Tuesday, February 17, 2015

Aghaian v. Minassian (Cal. Ct. App. - Feb. 17, 2015)

You'd ordinarily think that a lawsuit between a citizen of Country X and another citizen of Country X regarding the ownership of property in Country X would be decided in . . . Country X.

Particularly when, as here, one of the defendants resides in Country X and isn't subject to jurisdiction in California.  The fact that a California tribunal wouldn't have the power to change the ownership of the disputed property -- located (again) in Country X -- would seem to lock things down.

Our fancy legal name for that is forum non conveniens.  We generally stay or dismiss lawsuits filed in our forum in that situation in favor of alternative litigation in Country X.

Except when Country X is Iran.

The Court of Appeal notes that Iran might look like a regular civil law country.  But it's exceptionally displeased that -- as is undoubtedly the case -- the judiciary in that country is heavily influenced by the position of the government, and probably doesn't like lawsuits by people (as here) who fled Iran after the overthrow of the Shah and are now trying to get that property back.

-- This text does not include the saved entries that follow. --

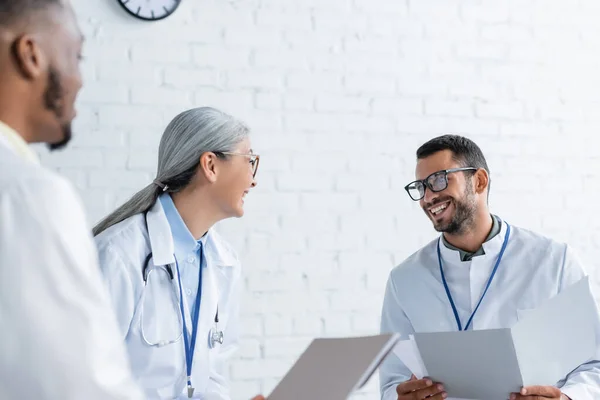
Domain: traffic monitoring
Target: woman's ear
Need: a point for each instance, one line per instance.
(208, 166)
(482, 180)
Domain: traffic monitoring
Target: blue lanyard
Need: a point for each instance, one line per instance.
(189, 347)
(486, 287)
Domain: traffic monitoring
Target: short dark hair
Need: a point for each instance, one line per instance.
(14, 10)
(464, 151)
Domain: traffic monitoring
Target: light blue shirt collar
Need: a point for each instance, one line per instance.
(183, 240)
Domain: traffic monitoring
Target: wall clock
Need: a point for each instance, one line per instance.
(150, 10)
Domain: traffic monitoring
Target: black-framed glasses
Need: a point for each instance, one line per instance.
(435, 182)
(254, 159)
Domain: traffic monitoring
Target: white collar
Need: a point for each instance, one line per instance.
(163, 249)
(17, 144)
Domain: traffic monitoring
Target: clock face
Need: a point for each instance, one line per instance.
(150, 10)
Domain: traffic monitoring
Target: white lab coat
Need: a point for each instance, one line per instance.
(533, 269)
(59, 334)
(161, 371)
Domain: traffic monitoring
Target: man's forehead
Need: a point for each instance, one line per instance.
(436, 162)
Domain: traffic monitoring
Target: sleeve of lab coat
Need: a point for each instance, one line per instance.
(119, 286)
(219, 382)
(59, 334)
(393, 320)
(584, 382)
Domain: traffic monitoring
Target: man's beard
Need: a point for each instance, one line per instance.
(464, 214)
(53, 101)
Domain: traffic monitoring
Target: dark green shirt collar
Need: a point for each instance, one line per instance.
(465, 255)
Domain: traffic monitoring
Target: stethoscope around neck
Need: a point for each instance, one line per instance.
(214, 336)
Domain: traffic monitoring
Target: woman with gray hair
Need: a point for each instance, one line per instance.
(173, 280)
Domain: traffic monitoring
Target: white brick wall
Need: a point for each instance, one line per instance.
(339, 94)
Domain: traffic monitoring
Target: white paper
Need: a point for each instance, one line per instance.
(408, 352)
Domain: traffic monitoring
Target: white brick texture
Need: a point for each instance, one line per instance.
(339, 94)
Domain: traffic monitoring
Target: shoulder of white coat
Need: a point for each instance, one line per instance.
(528, 239)
(45, 192)
(227, 254)
(126, 240)
(416, 264)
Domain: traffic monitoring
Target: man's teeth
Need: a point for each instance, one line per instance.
(438, 209)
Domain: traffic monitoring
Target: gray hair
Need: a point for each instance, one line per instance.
(185, 139)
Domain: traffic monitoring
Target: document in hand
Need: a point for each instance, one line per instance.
(541, 349)
(333, 368)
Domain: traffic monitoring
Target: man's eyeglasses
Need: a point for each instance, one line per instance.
(435, 182)
(254, 159)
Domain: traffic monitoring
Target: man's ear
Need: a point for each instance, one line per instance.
(29, 57)
(208, 166)
(482, 180)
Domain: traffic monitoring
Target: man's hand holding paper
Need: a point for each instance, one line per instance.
(420, 389)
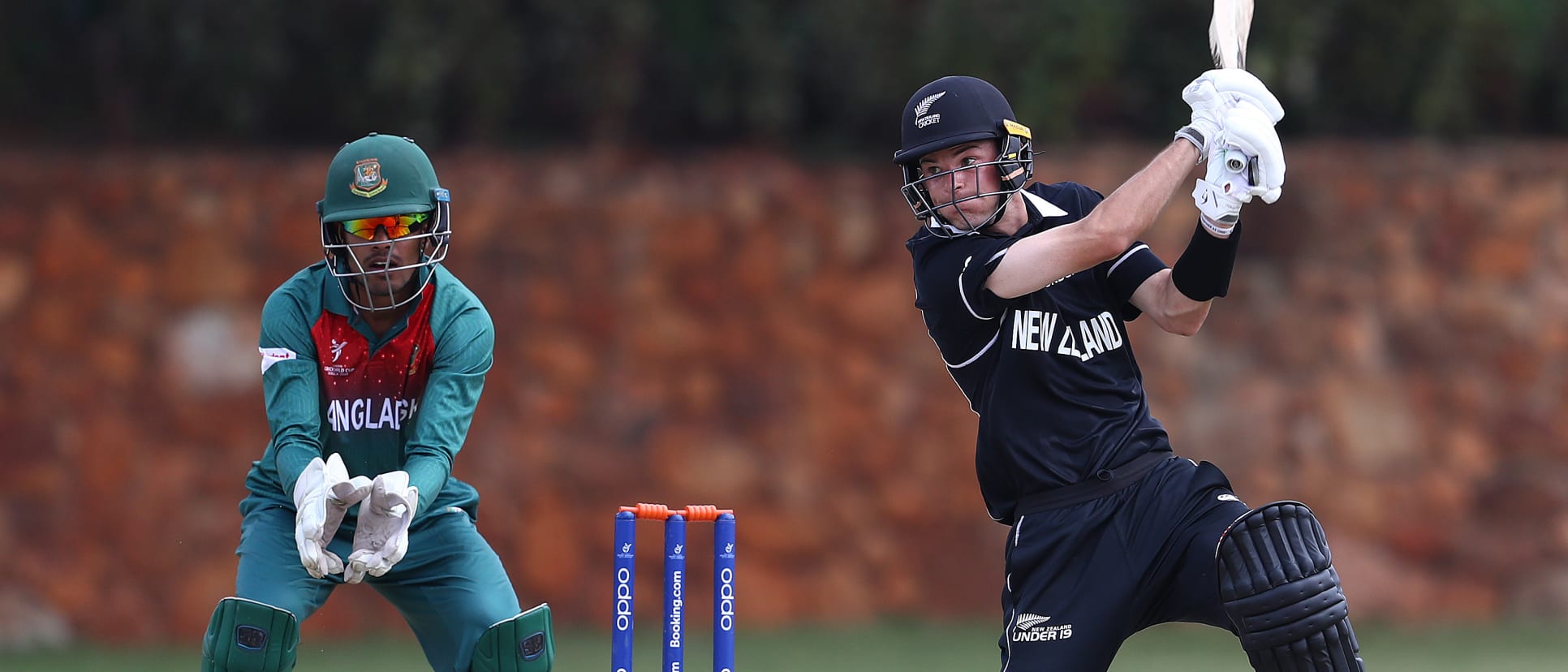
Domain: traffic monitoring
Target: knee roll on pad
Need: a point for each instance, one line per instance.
(250, 636)
(1280, 588)
(519, 644)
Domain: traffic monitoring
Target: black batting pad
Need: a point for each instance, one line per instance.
(1280, 588)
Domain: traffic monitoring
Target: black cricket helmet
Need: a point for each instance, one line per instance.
(949, 112)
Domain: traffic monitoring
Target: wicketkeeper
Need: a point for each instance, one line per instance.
(372, 365)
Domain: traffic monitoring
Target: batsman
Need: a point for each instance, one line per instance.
(1026, 291)
(372, 365)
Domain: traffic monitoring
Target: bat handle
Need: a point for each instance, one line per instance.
(1234, 162)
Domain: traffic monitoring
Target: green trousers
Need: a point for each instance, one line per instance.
(450, 586)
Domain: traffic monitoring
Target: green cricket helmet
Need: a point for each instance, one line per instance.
(383, 176)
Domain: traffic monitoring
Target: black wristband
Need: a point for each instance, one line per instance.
(1204, 269)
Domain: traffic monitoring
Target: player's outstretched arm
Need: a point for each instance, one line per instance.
(1107, 230)
(1178, 299)
(1172, 311)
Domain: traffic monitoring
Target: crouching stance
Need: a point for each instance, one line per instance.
(372, 365)
(1280, 588)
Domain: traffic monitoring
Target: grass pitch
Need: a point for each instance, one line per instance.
(893, 646)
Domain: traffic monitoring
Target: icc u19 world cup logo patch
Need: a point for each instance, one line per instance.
(368, 178)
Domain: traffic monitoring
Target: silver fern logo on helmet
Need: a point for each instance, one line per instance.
(921, 118)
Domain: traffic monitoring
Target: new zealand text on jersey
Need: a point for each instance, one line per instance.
(1037, 330)
(370, 414)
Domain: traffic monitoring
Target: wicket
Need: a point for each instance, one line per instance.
(674, 583)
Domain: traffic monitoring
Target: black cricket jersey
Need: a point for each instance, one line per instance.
(1049, 373)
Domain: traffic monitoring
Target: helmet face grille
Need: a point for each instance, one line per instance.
(351, 274)
(1014, 165)
(946, 113)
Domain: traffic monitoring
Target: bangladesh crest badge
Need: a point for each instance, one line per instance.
(368, 178)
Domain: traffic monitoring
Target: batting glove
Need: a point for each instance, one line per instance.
(1208, 107)
(381, 536)
(1248, 162)
(322, 497)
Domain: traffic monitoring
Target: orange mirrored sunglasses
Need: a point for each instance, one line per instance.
(395, 226)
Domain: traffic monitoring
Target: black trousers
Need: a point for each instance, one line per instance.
(1083, 577)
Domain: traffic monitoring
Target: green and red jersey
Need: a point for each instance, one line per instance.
(402, 400)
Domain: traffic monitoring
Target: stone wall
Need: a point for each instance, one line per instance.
(738, 328)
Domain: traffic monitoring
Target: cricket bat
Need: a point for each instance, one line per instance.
(1233, 19)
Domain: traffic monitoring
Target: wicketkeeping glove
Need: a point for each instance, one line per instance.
(322, 497)
(381, 536)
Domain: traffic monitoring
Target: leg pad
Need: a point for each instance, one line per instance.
(519, 644)
(250, 636)
(1280, 588)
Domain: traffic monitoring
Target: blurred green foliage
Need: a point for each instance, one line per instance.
(812, 74)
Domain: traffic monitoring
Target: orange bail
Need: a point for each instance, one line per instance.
(691, 513)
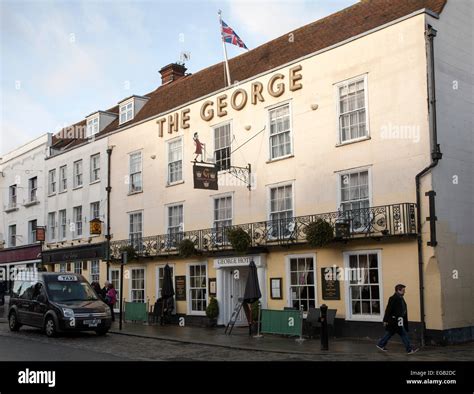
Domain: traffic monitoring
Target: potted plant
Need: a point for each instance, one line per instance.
(131, 252)
(186, 248)
(239, 239)
(319, 233)
(212, 311)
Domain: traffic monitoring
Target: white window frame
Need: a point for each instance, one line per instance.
(130, 289)
(33, 189)
(214, 128)
(77, 176)
(11, 235)
(347, 298)
(188, 288)
(288, 276)
(52, 182)
(62, 233)
(91, 271)
(52, 226)
(92, 126)
(130, 173)
(157, 282)
(290, 113)
(129, 113)
(91, 207)
(31, 232)
(338, 113)
(77, 270)
(269, 195)
(94, 170)
(342, 173)
(168, 143)
(62, 178)
(76, 222)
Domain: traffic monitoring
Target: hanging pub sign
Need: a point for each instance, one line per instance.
(41, 234)
(205, 177)
(95, 226)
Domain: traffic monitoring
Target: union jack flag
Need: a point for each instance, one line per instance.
(230, 36)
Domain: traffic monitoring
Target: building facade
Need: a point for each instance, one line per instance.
(22, 186)
(343, 148)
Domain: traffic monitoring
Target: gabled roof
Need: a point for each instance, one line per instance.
(335, 28)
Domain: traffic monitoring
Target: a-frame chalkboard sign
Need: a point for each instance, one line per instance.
(234, 316)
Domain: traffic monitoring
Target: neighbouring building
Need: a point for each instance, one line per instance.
(22, 185)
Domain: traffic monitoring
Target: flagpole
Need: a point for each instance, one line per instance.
(225, 50)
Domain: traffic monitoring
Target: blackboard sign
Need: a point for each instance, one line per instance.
(330, 287)
(180, 286)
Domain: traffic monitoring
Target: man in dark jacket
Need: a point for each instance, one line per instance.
(395, 320)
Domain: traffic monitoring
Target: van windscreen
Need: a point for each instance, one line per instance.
(60, 291)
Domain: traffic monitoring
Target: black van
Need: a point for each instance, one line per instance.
(57, 302)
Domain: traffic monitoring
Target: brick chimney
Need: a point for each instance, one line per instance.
(172, 72)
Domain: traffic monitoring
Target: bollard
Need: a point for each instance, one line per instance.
(301, 339)
(324, 327)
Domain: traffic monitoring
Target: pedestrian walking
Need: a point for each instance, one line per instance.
(395, 320)
(111, 299)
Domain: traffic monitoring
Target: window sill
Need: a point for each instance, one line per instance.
(174, 183)
(353, 141)
(280, 158)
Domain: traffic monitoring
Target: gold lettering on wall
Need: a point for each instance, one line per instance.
(280, 86)
(243, 100)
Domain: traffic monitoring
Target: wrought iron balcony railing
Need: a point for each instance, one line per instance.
(380, 221)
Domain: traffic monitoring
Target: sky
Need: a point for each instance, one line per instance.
(63, 60)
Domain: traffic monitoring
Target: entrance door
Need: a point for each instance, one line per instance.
(115, 279)
(233, 290)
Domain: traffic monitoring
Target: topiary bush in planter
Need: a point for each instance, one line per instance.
(212, 312)
(186, 248)
(239, 239)
(319, 233)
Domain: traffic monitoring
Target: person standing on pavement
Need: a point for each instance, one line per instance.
(111, 299)
(395, 320)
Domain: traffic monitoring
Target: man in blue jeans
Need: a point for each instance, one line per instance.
(395, 320)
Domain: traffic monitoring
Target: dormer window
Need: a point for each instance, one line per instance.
(126, 112)
(92, 126)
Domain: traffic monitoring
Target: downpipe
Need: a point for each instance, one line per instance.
(436, 155)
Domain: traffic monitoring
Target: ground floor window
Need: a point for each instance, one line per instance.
(197, 288)
(94, 271)
(364, 284)
(138, 285)
(302, 282)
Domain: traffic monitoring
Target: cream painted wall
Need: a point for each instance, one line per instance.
(394, 60)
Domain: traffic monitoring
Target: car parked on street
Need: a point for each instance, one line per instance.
(57, 302)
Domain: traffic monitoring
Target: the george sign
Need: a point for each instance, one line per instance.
(180, 285)
(330, 286)
(95, 226)
(205, 177)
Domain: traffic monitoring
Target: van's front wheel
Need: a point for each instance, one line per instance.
(50, 327)
(13, 322)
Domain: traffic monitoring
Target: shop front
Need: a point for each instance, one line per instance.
(87, 260)
(18, 258)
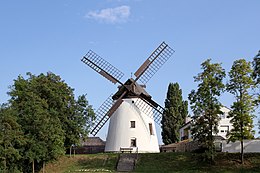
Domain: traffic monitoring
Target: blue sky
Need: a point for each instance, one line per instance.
(42, 36)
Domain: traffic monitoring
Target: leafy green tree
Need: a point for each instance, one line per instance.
(174, 115)
(11, 141)
(256, 77)
(241, 114)
(206, 106)
(51, 118)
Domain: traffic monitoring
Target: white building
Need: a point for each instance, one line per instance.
(224, 126)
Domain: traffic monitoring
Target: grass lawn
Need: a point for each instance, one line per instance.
(157, 162)
(192, 162)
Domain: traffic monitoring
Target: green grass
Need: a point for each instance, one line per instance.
(161, 163)
(191, 162)
(84, 163)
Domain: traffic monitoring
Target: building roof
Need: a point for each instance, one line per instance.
(93, 141)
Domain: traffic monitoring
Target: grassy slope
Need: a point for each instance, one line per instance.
(162, 162)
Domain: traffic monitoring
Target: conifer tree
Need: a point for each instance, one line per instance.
(174, 115)
(241, 114)
(206, 106)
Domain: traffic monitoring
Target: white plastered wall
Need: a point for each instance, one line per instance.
(120, 133)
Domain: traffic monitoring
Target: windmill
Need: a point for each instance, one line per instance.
(131, 110)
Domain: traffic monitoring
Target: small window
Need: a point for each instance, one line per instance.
(133, 142)
(151, 129)
(132, 124)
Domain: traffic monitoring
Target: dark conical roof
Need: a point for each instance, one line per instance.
(133, 90)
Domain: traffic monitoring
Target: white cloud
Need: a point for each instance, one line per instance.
(111, 15)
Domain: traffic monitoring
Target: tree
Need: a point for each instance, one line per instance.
(174, 115)
(206, 106)
(50, 117)
(11, 141)
(256, 77)
(239, 85)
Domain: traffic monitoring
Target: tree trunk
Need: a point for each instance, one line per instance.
(70, 150)
(33, 166)
(43, 167)
(242, 151)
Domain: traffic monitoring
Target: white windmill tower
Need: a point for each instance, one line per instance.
(131, 110)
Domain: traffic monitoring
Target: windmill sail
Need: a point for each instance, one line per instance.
(102, 67)
(153, 63)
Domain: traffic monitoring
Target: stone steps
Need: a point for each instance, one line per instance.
(126, 162)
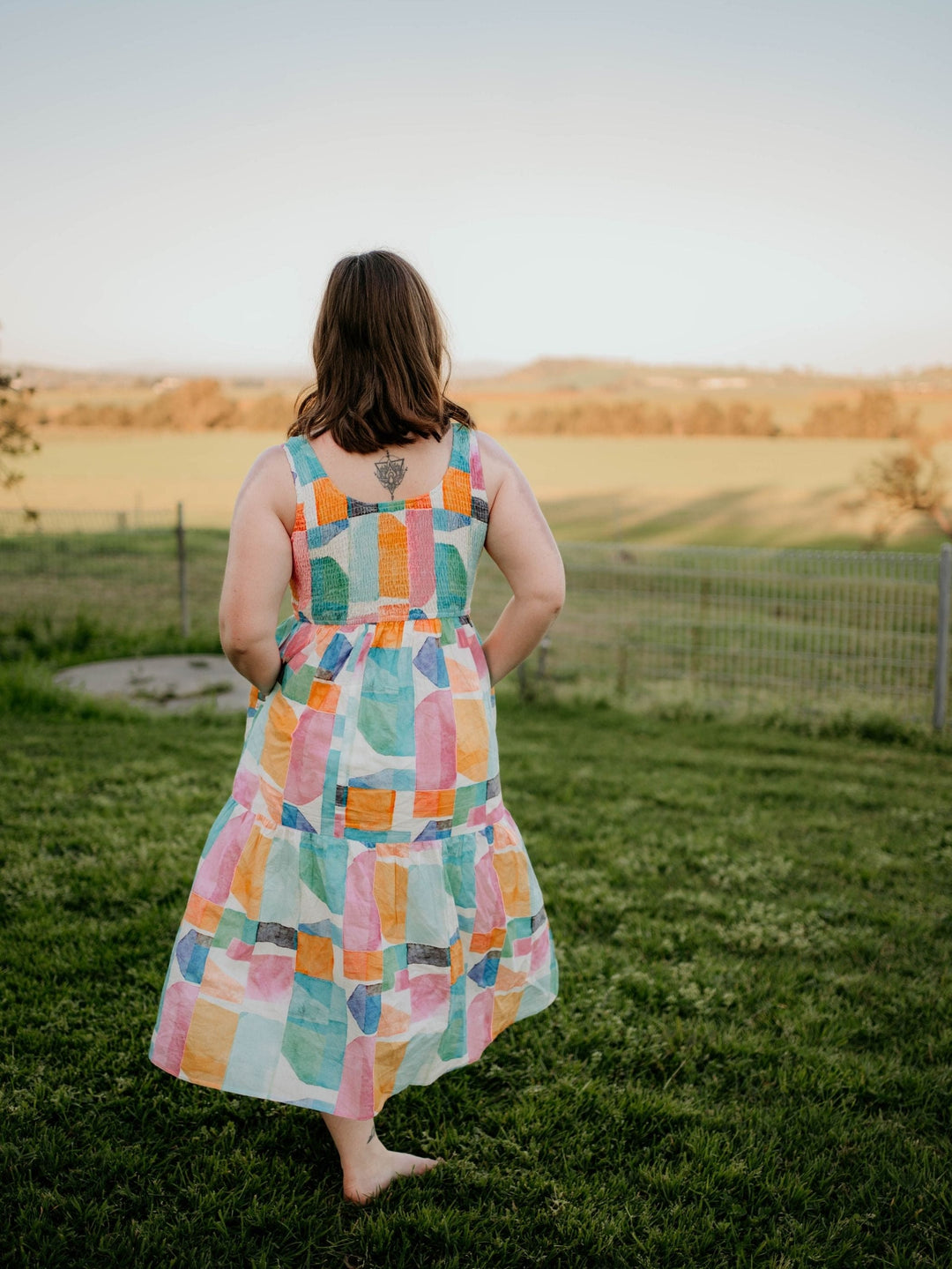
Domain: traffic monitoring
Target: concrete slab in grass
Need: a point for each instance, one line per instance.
(162, 683)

Plus there's the fact that the plaintiffs here aren't Muslim, and that one of them (gasp!) is a woman.

There's substantial reason to believe that Iranian courts aren't going to like that.  Especially when those tribunals have an express rule that the testimony of a woman is only worth half that of a man.

Iran can, of course, have whatever type of judiciary it'd like.  But when the remedy there amounts to "no remedy at all," we can refuse to dismiss lawsuits on forum non conveniens grounds.

As the Court of Appeal does here.  Reversing the trial court.